I have started learning Hadoop recently and to make the concepts sink in I tried relating the stuff to my previous experience.

We had a system that would load trades (nothing but a contract between two parties for buying or selling some assets) and do some processing on those trades. Miliions of trades would be loaded into the system on a daily basis. We had a requirement to keep 30 days worth of trade data into the system to do some analytical processing and then create some scheduled reports for the business users. We were storing all the 30 days data in a database and faced numerous issues in terms of performance and scalabilty. We finally invested a lot on the database racks, hard ware and software and made it work with some changes in requirements etc

Now when I look at this requirement, I feel had I known about Hadoop then I would have certainly used Hadoop to solve this problem with some commodity servers - with much lesser investment and it would have been a much elegant solution.

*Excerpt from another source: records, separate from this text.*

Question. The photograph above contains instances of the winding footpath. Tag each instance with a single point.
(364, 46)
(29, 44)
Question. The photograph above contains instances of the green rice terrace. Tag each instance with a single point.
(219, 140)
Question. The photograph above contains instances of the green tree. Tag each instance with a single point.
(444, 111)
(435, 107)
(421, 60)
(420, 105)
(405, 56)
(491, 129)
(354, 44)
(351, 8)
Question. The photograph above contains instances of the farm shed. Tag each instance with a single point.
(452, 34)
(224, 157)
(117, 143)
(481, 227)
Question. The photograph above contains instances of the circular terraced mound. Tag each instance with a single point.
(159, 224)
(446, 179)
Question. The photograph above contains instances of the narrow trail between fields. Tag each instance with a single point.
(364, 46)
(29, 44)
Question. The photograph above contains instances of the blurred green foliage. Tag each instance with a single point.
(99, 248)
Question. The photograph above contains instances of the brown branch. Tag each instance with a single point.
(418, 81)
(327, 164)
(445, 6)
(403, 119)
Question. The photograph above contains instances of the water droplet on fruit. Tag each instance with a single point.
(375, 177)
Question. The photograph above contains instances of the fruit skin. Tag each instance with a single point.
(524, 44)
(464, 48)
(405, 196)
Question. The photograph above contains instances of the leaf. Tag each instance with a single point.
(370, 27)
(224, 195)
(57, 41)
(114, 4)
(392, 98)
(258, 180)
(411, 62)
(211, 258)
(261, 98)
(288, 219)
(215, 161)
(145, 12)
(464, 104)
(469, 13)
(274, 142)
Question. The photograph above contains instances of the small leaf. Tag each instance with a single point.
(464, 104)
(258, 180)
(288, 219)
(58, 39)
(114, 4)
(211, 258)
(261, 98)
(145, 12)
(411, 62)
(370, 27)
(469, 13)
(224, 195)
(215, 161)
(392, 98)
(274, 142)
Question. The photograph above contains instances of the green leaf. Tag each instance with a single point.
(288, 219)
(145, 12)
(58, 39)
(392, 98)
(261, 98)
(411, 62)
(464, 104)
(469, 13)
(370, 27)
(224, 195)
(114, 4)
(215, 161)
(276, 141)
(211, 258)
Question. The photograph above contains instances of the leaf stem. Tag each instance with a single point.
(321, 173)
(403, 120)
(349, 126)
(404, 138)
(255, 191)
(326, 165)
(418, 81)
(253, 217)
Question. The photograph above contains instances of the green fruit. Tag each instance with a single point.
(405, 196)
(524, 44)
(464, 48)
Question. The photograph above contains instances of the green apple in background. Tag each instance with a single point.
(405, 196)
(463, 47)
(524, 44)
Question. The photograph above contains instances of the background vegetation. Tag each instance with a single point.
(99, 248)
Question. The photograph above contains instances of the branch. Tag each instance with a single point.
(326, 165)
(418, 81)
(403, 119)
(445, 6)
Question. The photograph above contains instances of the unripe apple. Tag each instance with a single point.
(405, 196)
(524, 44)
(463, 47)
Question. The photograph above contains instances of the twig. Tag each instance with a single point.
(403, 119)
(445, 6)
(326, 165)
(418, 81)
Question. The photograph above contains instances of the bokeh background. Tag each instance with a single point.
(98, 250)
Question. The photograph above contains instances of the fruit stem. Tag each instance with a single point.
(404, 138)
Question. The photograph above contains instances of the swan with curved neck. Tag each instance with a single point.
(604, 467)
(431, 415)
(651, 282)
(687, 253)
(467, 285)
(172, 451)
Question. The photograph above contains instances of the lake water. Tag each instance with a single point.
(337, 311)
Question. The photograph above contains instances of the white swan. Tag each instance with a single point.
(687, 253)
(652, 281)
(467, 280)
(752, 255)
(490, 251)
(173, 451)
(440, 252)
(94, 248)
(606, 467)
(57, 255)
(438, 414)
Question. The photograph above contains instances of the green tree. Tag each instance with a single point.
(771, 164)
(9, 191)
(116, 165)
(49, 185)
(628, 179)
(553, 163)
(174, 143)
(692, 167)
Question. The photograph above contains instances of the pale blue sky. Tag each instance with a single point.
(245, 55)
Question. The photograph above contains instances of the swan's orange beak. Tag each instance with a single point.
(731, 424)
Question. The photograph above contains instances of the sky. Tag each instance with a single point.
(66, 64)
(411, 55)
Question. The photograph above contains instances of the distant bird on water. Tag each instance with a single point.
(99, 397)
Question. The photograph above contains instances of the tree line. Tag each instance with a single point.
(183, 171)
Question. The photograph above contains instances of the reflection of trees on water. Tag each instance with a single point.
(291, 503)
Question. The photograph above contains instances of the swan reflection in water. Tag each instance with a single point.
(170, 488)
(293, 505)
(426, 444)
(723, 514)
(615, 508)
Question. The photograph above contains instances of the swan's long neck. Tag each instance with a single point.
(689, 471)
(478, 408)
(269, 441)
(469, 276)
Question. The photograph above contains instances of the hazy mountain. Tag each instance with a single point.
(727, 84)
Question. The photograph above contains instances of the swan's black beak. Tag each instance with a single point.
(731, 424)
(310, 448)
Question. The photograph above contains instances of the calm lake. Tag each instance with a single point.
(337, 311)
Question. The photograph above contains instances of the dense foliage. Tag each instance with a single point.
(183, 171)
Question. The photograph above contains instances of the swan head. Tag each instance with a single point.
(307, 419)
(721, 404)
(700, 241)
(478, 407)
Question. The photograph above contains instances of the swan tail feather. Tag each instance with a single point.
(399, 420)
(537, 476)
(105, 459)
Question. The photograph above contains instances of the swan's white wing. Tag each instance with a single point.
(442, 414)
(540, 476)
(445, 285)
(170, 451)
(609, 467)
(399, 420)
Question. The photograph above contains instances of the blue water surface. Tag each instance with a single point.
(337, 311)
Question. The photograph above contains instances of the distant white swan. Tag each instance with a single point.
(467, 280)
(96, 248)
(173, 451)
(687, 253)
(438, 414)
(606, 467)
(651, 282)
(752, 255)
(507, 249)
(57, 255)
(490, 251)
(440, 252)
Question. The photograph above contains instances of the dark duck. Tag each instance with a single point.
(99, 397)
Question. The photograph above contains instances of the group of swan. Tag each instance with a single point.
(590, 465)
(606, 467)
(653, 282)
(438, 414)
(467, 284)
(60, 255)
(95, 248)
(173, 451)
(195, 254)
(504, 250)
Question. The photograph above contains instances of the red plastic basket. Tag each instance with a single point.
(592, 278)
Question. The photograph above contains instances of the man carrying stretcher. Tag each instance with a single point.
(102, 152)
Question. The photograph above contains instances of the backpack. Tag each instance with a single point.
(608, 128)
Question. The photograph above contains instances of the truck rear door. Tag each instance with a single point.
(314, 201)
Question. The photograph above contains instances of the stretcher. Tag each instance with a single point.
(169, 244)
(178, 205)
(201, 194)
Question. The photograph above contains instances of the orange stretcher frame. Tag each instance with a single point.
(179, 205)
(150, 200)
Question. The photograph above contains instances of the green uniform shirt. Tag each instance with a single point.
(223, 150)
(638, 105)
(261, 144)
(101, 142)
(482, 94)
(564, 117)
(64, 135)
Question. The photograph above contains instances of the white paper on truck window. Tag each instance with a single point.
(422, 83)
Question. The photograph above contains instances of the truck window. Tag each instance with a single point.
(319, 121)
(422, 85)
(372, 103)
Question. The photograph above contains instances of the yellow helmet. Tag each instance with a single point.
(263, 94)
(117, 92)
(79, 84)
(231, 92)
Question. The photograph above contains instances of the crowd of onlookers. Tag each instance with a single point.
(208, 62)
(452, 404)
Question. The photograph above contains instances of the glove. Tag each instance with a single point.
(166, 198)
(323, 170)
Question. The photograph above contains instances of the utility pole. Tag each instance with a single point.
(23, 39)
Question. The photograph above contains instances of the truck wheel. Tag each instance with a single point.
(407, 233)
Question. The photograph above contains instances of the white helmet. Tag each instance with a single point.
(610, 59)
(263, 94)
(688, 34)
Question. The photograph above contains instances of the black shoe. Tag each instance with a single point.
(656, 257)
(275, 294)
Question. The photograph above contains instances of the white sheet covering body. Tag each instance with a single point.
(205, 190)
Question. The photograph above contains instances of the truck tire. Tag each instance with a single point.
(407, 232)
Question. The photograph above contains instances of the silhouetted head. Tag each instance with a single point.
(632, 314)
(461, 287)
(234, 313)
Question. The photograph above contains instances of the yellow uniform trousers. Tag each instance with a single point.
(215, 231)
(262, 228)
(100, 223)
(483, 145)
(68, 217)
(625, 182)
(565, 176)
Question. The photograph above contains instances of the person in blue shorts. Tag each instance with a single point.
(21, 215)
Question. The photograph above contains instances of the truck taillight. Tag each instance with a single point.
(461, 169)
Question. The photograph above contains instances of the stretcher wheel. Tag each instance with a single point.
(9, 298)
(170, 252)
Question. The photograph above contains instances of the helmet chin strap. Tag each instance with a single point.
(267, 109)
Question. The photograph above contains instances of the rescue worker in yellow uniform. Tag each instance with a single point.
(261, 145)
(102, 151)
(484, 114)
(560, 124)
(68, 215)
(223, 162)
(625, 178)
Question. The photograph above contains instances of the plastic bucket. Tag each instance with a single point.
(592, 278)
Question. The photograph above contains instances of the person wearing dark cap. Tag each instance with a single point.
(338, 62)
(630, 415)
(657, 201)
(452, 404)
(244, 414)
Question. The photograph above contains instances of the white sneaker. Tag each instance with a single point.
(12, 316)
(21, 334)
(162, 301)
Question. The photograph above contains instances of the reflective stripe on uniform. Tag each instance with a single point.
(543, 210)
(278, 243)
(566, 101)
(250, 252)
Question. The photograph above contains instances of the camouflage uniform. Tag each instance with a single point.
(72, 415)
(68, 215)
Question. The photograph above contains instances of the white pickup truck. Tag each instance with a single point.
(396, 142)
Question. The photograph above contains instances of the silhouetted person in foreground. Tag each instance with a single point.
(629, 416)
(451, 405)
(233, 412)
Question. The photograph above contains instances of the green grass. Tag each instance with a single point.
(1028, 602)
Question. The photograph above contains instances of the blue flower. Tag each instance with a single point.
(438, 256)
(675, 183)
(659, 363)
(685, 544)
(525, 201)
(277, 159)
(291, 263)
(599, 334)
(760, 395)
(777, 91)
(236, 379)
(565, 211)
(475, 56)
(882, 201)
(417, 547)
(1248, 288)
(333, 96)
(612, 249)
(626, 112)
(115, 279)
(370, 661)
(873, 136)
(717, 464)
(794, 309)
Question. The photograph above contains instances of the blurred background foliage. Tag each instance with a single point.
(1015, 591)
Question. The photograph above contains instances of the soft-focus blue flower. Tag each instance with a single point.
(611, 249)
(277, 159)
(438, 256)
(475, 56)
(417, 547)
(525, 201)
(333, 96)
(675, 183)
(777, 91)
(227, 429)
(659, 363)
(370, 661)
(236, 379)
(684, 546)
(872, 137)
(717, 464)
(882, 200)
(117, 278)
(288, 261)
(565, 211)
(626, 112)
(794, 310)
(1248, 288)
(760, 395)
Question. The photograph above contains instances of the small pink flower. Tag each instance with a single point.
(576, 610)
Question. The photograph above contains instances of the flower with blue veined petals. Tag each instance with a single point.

How does Hadoop help in this use case?
Hadoop provides a distributed file system (HDFS) that can be used to store huge data running into tera bytes or peta bytes. Scalability, portability and reliability are inherent in its architecture.

Hadoop also provides MapReduce which is a programming model for writing applications that rapidly process vast amounts of data in parallel on large clusters of compute nodes.

So now we can store the trades in the HDFS and use the Map Reduce to run the analytics job on the data that is stored in the HDFS.

How does this architecture help?
a. Seperation of concerns - this way we can design our database for OLTP keep it normailized, and have the OLAP components based on Hadoop cluster.
b. Improve Performance and Scalability - As the database will now be used for transactional data and the data stored in the db would be 1/30 performance would be much better and thus our application could scale better with same set of h/w and s/w.
c. Better Anlytics - We can now analyse more historical data as HDFS and Map Reduce are capable of handling large scale data running into Petabytes.
d. Save Cost - We can save cost not just on the software licensing but also on the hardware as Hadoop cluster can run on commodity servers.

These are some of the advantages that I can think of right away.